MIT App Inventor at 10

It’s quite an amazing thing that App Inventor has been going for 10 years now. I think I can remember when it actually launched, and it’s come a long way since then.

I’ve dabbled with it on and off over the years and it can be fun. Fun and useful. Although I haven’t actually finished anything with it as yet. That’s pretty normal for me though.

The constant search for a decent Android device 

Ever since the last Apple event I’ve been thinking more and more about going to Android. I’m not thinking that I’d replace my iPad, more just the more non-musical apps on my phone. But for the life of me I can’t work out what device I need or what would be useful.

To be fair I’ve got a reasonable amount of time before I need to make a decision about this, so it isn’t a big problem, but I don’t really know where to start in order to work out what would be a good device.

App Inventor getting updated

I haven’t used Android App Inventor in age, so when I got an email from MIT telling me about what they’re doing with it, it came as quite a nice surprise, especially as they’ve got new stuff planned for it, such as …

  • Better support for multiple screen sizes and densities (responsive design).
  • The Backpack provides a way to copy and paste blocks between screens.
  • The App Inventor Gallery lets you exhibit and share your apps for collaboration and remixing.
  • App Inventor Services (coming soon) lets you create apps that can run in the background.
  • App Inventor Extensions (coming soon) let advanced users augment App Inventor’s capabilities without limitation by
  • creating and sharing new components.
  • The Bluetooth Low Energy (BLE) component lets you build apps that control BLE devices, and experiment with mobile apps and the Internet of Things

All of which will be quite interesting to have a play with. The other cool thing in their email was Thunkable. Which is a version of App Inventor which is run by a commercial outfit. I think I might have a try of that soon.

Now is probably a good time to get back to trying out App Inventor anyway. I did play with it a long time ago, with a view to seeing if it could be used for audio apps, but really it couldn’t. I wonder if any of the new features coming to it will help with that?

Getting to grips with Processing 3

I’ve been getting back into Processing 3. As I said when it first arrived, it’s been a while since I made things with Processing, but this version looks so much better than what’s gone before. Installing libraries and tools is now just so easy. It’s amazing. It feels like I really need to get back to making some stuff with Processing again.

One Pebble, two devices, that’s not going to work

What I really wanted to do was to be able to use my Pebble Time with two devices simultaneously. However, it appears that this is just not possible at all. The reason? Simple really, but the smart watch uses bluetooth LE in slave mode and not in host mode. Host mode would allow you to connect to up to 7 other devices. However, it doesn’t look like you can do that easily with an iPhone, and, the Pebble doesn’t have that enabled as yet, and it appears that there is little or no demand for it. Trust me to be looking for something that no one else wants.

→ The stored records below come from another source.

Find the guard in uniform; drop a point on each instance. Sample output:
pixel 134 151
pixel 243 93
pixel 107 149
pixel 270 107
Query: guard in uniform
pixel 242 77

So, why did I want it? Well, I thought it would be useful to be able to get it to have notifications from both my iPhone and my Nexus tablet at the same time. Android has a few things that iOS doesn’t, and whilst the same is true in the other direction, from my perspective that’s quite minimal.

However, it isn’t the end of the world at all. I can live without it, but perhaps I may have to think of a different way of doing things in order to achieve what I wanted.

I’ll give that some thought.

Getting to grips with chromecast 

I only got a Chromecast to try out a particular streaming service to get a specific show, and, that didn’t actually work out, which was a shame. However, the upside was that I’ve found the Chromecast itself really useful. Using it with my Nexus Android tablet has been really handy. I found that I got a load of really good offers which have almost paid for the device, and, talking to a colleague who’s already got a Chromecast, apparently the offers get refreshed, so I’m looking forward to getting more.

So it’s had a double upside, it’s been useful itself, and it’s showed another use for my Nexus which I’ve always sort of struggled to find a proper use for.

Playing with PAW server

Which is an interesting Android app for running your own web server on an Android device. So, why do it? Good question. Like a lot of technologies I tinker with, I end up asking myself just that. What’s the point of this? What useful function does it offer me? I may well end up with the same question with PAW server. I’m not sure what I can do with it that can’t be satisfied elsewhere. At least, not yet anyway. It may have one or two uses.

If I find them I’ll let you know about it.